Nicht zuletzt haben sich auch die unterschiedlichen Firmenkulturen und Tarifstrukturen seit der Übernahme als Bremsklotz der Integration erwiesen. So kam es im Zuge der Integration zu Streiks von Postbank-Mitarbeitern und Auseinandersetzungen vor allem mit der Gewerkschaft Verdi.
Andererseits profitiert die Deutsche Bank inzwischen von ihrer Tochter. So hilft die Postbank mit ihren rund 14 Millionen Privatkunden dem Mutterkonzern dabei, das Retailbanking rund um private Kontoführung, Kredite und Geldanlagen zu stärken und somit die Abhängigkeit vom volatilen Investmentbanking zu verringern.
Mit dem Kauf der Postbank verfügt Deutschlands größte Bank zudem über rund 114 Milliarden Euro zusätzlicher Kundeneinlagen. Da die Refinanzierung über diese Einlagen in der Regel günstiger ist als zum Beispiel durch die Begebung von Anleihen am Kapitalmarkt, spart das Kosten.

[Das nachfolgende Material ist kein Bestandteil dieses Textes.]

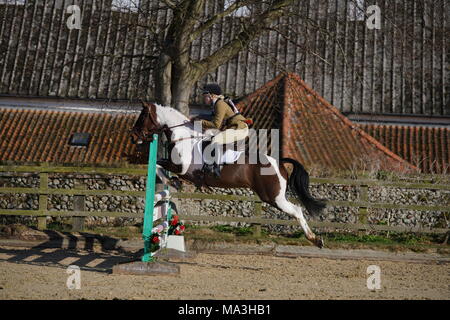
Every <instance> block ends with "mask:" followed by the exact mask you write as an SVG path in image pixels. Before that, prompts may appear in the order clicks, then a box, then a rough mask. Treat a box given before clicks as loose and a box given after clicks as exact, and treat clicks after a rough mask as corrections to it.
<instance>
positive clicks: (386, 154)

Große Einsparungen erhofft sich die Deutsche Bank zudem durch die konzerneinheitliche IT-Plattform „Magellan“. Die seit 2010 entwickelte Plattform soll ab 2015 die rund 24 Millionen Konten verwalten, die bei Deutscher Bank und Postbank geführt werden. Unter anderem durch solche Projekte hat der Finanzkonzern auch Einsparungen durch Personalabbau verwirklicht.

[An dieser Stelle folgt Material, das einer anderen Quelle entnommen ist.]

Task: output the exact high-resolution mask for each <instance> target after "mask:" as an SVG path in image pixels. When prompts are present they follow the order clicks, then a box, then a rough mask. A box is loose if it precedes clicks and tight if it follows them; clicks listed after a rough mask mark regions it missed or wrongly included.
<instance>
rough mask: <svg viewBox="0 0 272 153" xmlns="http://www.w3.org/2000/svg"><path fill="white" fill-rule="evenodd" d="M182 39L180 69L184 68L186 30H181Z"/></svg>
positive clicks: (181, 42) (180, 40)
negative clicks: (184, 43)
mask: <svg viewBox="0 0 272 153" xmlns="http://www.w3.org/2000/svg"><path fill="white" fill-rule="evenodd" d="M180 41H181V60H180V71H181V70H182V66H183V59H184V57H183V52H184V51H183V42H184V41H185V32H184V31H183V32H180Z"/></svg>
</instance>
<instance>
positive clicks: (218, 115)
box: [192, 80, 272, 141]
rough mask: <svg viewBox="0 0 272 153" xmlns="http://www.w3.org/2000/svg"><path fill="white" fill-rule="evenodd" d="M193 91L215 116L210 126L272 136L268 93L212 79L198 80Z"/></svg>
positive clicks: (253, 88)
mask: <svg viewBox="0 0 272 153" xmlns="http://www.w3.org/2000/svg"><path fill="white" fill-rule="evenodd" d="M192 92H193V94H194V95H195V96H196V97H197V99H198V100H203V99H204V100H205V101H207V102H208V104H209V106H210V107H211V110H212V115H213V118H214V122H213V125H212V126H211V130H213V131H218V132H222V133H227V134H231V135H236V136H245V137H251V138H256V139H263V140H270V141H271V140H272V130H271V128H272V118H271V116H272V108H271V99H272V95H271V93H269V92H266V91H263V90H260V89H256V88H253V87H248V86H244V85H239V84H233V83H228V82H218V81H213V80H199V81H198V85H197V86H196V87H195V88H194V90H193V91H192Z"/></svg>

Rund 2000 der zum Zeitpunkt der Übernahme rund 21.000 Stellen der Postbank sind inzwischen weggefallen. Bis 2015 will die Deutsche Bank die durch den Zusammenschluss erreichten jährlichen Kostensynergien auf rund eine Milliarde Euro steigern.
Darüber hinaus rechnet die Bank durch die Integration der Postbank mit Mehrerlösen im Vertrieb. So setzt der Konzern in Deutschland mittlerweile auf eine Drei-Marken-Strategie. Das Geschäft mit sehr vermögenden Kunden wird über die im Herbst 2009 übernommenen acht Niederlassungen der Privatbank Sal. Oppenheim abgewickelt, das Geschäft mit gehobenen Kunden über die rund 770 Filialen der Deutschen Bank, das breite Massengeschäft über die rund 850 Postbank-Center.

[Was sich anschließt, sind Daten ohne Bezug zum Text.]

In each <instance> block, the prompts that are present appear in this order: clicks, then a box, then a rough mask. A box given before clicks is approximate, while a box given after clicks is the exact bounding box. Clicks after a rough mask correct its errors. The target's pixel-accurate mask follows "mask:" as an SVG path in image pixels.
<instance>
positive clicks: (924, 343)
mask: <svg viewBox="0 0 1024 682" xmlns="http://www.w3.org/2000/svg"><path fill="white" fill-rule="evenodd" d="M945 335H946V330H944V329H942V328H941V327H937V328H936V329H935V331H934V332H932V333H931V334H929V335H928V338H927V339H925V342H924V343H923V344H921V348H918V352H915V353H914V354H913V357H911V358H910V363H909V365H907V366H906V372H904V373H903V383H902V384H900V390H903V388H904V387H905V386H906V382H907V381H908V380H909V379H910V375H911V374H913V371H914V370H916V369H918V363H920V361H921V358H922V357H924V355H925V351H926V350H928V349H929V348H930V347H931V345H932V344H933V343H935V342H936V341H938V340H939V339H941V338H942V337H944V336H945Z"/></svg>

Über die Postbank werden dabei inzwischen im Wesentlichen hauseigene Produkte verkauft, also zum Beispiel Fonds der Deutsche-Bank-Tochter DWS. Welche Früchte im Privatkundengeschäft zu ernten sind, erläuterte der damalige Deutsche-Bank-Chef Josef Ackermann im Jahr 2009. Kurz nach der endgültigen Einigung über den Postbank-Deal mit der Deutschen Post, nannte er auf der Jahrespressekonferenz des Konzerns ein mittelfristiges Gewinnziel von drei Milliarden Euro für das Privatkundengeschäft seiner Bank, inklusive der Postbank.
Das Spruchverfahren
Dieses Spruchverfahren zeichnete sich schon im Vorfeld durch manch kontroverse Ansicht aus. So war es allen voran die Verlags- und Beteiligungsgesellschaft Effecten-Spiegel, die sich durch die Konstruktion der Übernahme durch die Deutsche Bank als Minderheitsaktionärin benachteiligt sah. Die Argumentation: Schon durch den Kauf der Wandelanleihe von der Deutschen Post habe die Deutsche Bank praktisch über mehr als 30 Prozent der Anteile der Postbank AG verfügt, da sie den Wert der Aktien bereits gezahlt hatte und die Anteile nur „auf Rechnung“ noch bei der Deutschen Post gelegen hätten. Somit hätte schon im Februar 2009 ein Pflichtangebot der Deutschen Bank an alle Postbank-Aktionäre erfolgen müssen.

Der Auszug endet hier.